Updated on 2025-05-29 GMT+08:00

RCR UB-Tree

RCR UB-Tree Multi-Version Management

The multi-version management of row consistency read (RCR) B-tree is based on data row levels. XIDs are recorded in data rows, which increases the key size, and the index expands by 5% to 20%. The latest and historical versions are on the B-tree, and the index does not record the undo information. Keys are inserted or deleted in the sequence of key + TID. Tuples with the same index column are sorted based on their TIDs as the second sorting keyword, and Xmin and Xmax are added to the end of the key. During index splitting, multi-version information is migrated with key migration.

RCR UB-Tree Visibility Mechanism

RCR UB-tree visibility is determined by xmin/xmax on the key, which is similar to xmin/xmax on Astore heap table data rows.

Adding, Deleting, Modifying, and Querying RCR UB-Tree

  • Insert: The insertion logic of UB-tree is basically not changed, except that you need to directly obtain the transaction information and fill in the xmin column during index insertion.
  • Delete: The index deletion process is added to the UB-tree. The main procedure of index deletion is similar to that of index insertion. That is, obtain the transaction information, fill in the xmax column, and update active_tuple_count on pages. If the value of active_tuple_count is reduced to 0, the system attempts to recycle the page.
  • Update: In Ustore, data updates require different processing on UB-tree index columns compared to Astore. Data updates include index column updates and non-index column updates. Figure 1 illustrates the UB-tree processing during data updates.
    Figure 1 UB-tree processing during data updates

    Figure 1 shows the differences between UB-tree updates in index columns and non-index columns.

    • In the case of non-index column updates, the index does not change. The index tuple still points to the data tuple inserted for the first time. No data tuple is inserted to the Uheap. Instead, the Uheap modifies the current data tuple and saves historical data to the undo segment.
    • When the index column is updated, a new index tuple is inserted into UB-tree and points to the same data linepointer and data tuple. To scan the historical data, you need to read it from the undo segment.
  • Scan: When reading data, you can use index to speed up scanning. UB-tree supports multi-version management and visibility check of index data. The visibility check at the index layer improves the performance of index scan and index-only scan.

    For index scan:

    • If the index column contains all columns to be scanned (index-only scan), binary search is performed on indexes based on the scan conditions. If a tuple that meets the conditions is found, data is returned.
    • If the index column does not contain all columns to be scanned (index scan), binary search is performed on indexes based on the scan conditions to find TIDs of the tuples that meet the conditions, and then the corresponding data tuples are found in data tables based on the TIDs. See the following figure.

RCR UB-Tree Space Management

Currently, Astore indexes depend on AutoVacuum and FSM for space management. The space may not be recycled in a timely manner. However, Ustore indexes use the UB-tree recycle queue (URQ) to manage idle index space. The URQ contains two circular queues: potential empty page queue and available empty page queue. Completing space management of indexes in a DML process can effectively alleviate the sharp space expansion caused during the DML process. Index recycle queues are separately stored in FSM files corresponding to the B-tree indexes.

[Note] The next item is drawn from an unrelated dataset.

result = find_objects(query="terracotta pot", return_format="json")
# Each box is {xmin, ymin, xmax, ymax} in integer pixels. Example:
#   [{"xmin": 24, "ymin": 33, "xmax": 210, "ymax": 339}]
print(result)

As shown in the preceding figure, the index page flow in the URQ is as follows:

  1. From an empty page a potential queue

    The index page tail column records the number of active tuples (activeTupleCount) on the page. During the DML process, all tuples on a page are deleted, that is, when activeTupleCount is set to 0, the index page is placed in the potential queue.

  1. From the potential queue to an available queue

    The flow from a potential queue to an available queue mainly achieves an income and expense balance for the potential queue and ensure that pages are available for the available queue. That is, after an index empty page is used up in an available queue, at least one index page is transferred from a potential queue to the available queue. Besides, if a new index page is added to a potential queue, at least one index page can be removed from the potential queue and inserted into the available queue.

  2. From the available queue to an empty page

    When an empty index page is obtained during index splitting, the system first searches an available queue for an index page that can be reused. If such index page is found, it is directly reused. If no index page can be reused, physical page expansion is performed.